I suppose it can be used as a liner ... but you usually don't want the liner "sticking out" around the edges!


----------



## karliejaye (Nov 19, 2011)

Perhaps they are trying to make a new statement?! Next big thing, a frame of color peeking out.


----------



## CA VA shooter (Feb 4, 2015)

I have no clue as to why Smiths Brothers would do this, but I remember back before Professional Choice, Classic Equine, 5Star, etc. all made their fabulous pads we put saddle blankets under the pad to absorb the sweat and to add the padding the horses needed. Now I only do this if my horses are going to be competing in hot weather as I noticed they always sweat way more when the cell foam is directly against them. The pads all advertise that the gel/foam helps them cool faster, but no matter which brand I have never had that experience.


----------



## BarrelRacer23 (Aug 17, 2011)

I've seen barrel racers do this for a few years now. Makes the pad last longer that way.


----------



## beverleyy (Oct 26, 2011)

I've seen this done many times. Usually it would be to keep the thicker pad clean (since thin is much easier to clean), or depending on type of material could be to keep the pad from rubbing.

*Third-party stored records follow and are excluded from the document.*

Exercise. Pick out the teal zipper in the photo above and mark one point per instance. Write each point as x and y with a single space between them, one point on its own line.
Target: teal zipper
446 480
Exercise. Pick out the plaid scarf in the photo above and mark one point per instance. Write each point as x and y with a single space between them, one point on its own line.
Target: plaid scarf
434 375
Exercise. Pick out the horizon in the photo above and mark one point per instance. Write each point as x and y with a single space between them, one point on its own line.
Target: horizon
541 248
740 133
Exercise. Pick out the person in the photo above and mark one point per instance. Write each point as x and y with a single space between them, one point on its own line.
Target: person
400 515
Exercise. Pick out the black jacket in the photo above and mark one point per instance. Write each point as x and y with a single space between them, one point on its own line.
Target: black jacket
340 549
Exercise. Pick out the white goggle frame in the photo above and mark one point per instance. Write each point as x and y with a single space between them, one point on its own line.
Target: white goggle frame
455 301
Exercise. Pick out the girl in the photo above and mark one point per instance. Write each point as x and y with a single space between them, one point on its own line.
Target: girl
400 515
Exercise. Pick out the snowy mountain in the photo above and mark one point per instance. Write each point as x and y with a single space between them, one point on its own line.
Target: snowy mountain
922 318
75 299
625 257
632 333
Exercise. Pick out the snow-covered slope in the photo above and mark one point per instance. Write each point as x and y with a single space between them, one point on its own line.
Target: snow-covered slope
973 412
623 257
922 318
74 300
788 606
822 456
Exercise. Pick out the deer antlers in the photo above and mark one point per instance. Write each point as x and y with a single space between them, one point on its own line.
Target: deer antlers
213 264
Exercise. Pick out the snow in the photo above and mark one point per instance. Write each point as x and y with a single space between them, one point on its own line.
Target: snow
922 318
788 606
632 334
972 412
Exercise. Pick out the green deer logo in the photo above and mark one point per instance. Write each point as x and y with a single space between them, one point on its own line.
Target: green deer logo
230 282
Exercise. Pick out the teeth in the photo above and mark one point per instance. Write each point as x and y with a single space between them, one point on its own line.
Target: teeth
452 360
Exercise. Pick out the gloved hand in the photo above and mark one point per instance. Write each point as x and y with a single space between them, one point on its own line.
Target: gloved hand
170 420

I rode western quite a bit when I was younger, and we almost always put the thin pad under. Depended on the type of pad, what we were doing that day, and which horse too. I did mostly pleasure and trail stuff though, and this was years ago.


----------



## tinaev (Dec 2, 2012)

It looks much stranger to me that the horse appears to have no forelock.


----------



## Woodhaven (Jan 21, 2014)

I've seen people do it here, they put a lighter liner type under their big pad because they can throw the liner in the washing machine and keep it clean that way and save the big pad as they are more difficult to clean.


----------



## Dehda01 (Jul 25, 2013)

Or the photo staging person screwed up and it wasn't caught in editing. These are often not horse people.
_Posted via Mobile Device_


----------



## Bmiller (Jul 8, 2018)

I recently purchased a 5 star pad for my mule, and find that the wool balls up in a couple of spots, which then roughs up the hair on her back. I love the fit and density of the past, and am considering using a blanket under it. So maybe this is why some riders are putting blankets under them. I too have seen some photos in magazines with the blankets under, NRS I believe showed a few. Just a thought.


----------



## LoriF (Apr 3, 2015)

To me, it seems that putting something under a wool pad kind of defeats the purpose of using a wool pad. The wool is supposed to wick away the moisture and would not be able to do that if something is between the pad and the horses back. 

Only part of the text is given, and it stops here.